Example 2.3. Duplex connector configuration

<networkConnectors>
   <networkConnector name="linkToBrokerB"
       uri="static:(tcp://localhost:61002)"
       networkTTL="3"
       duplex="true" />
</networkConnectors>
Note
Duplex mode is particularly useful for cases where a network connection must be established across a firewall, because only one port need be opened on the firewall to enable bi-directional traffic.
Note
Duplex mode works particularly well in a hub and spoke network. The spokes only need to know about one hub port and the hub does not need to know any of the spoke addresses (each spoke opens a duplex network connector to the hub).

Multiple connectors

It is also possible to establish multiple connectors between brokers, as long as you observe the rule that each connector has a unique name. Figure 2.4, “Multiple Connectors” shows an example where three network connectors are established from broker A to broker B.

Figure 2.4. Multiple Connectors

Multiple Connectors
To configure multiple connectors from broker A, use a separate networkConnector element for each connector and specify a unique name for each connector, as follows: 
<networkConnectors>
   <networkConnector name="link01ToBrokerB"
       uri="static:(tcp://localhost:61002)"
       networkTTL="3"
   />
   <networkConnector name="link02ToBrokerB"
       uri="static:(tcp://localhost:61002)"
       networkTTL="3"
   />
   <networkConnector name="link03ToBrokerB"
       uri="static:(tcp://localhost:61002)"
       networkTTL="3"
   />
</networkConnectors>
Here are some potential uses for creating multiple connectors between brokers:
  • Spreading the load amongst multiple connections.
  • Defining separate configuration for topics and queues. That is, you can configure one network connector to transmit queue subscriptions only and another network connector to transmit topic subscriptions only.

Conduit subscriptions

By default, after passing through a network connector, subscriptions to the same queue or subscriptions to the same topic are automatically consolidated into a single subscription known as a conduit subscription. Figure 2.5, “Conduit Subscriptions” shows an overview of how the topic subscriptions from two consumers, C1 and C2, are consolidated into a single conduit subscription after propagating from broker B to broker A.

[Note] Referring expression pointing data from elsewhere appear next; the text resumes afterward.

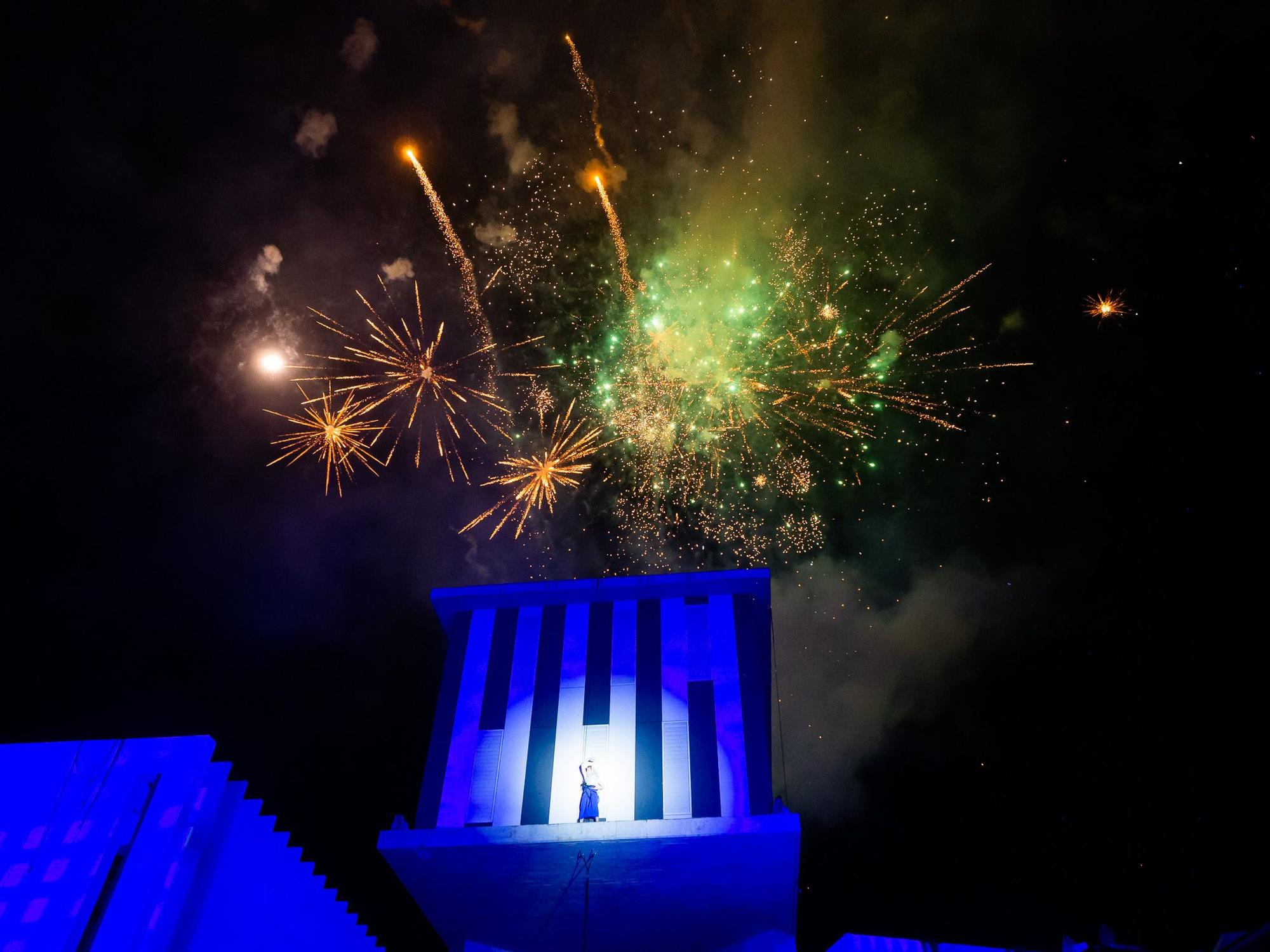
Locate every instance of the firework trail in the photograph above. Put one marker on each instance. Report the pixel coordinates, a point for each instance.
(1106, 308)
(472, 296)
(615, 227)
(535, 480)
(590, 89)
(336, 433)
(394, 364)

Figure 2.5. Conduit Subscriptions

Conduit Subscriptions
In this example, each consumer subscribes to the identical topic, t, which gives rise to the subscriptions, C1:t and C2:t in broker B. Both of these subscriptions propagate automatically from broker B to broker A. Because broker A has conduit subscriptions enabled, its network connector consolidates the duplicate subscriptions, C1:t and C2:t, into a single subscription, B:t. Now, if a message on topic t is sent to broker A, broker A sends a single copy of the message to broker B, to honor the conduit subscription, B:t. Broker B then sends a copy of the message to each consumer, to honor the topic subscriptions, C1:t and C2:t.
It is essential to enable conduit subscription in order to avoid duplication of topic messages. Consider what would happen in Figure 2.5, “Conduit Subscriptions” if conduit subscription was disabled. In this scenario, two subscriptions, B:C1:t and B:C2:t, would be registered in broker A. Now, if a message on topic t is sent to broker A, broker A would send two copies of the message to broker B, to honor the topic subscriptions, B:C1:t and B:C2:t. Broker B would then send two copies of the message to each consumer, to honor the topic subscriptions, C1:t and C2:t. In other words, each consumer would receive the topic message twice.
Conduit subscriptions can optionally be disabled by setting the conduitSubscriptions attribute to false on the networkConnector element. See Section 9.1, “Balancing Consumer Load” for more details.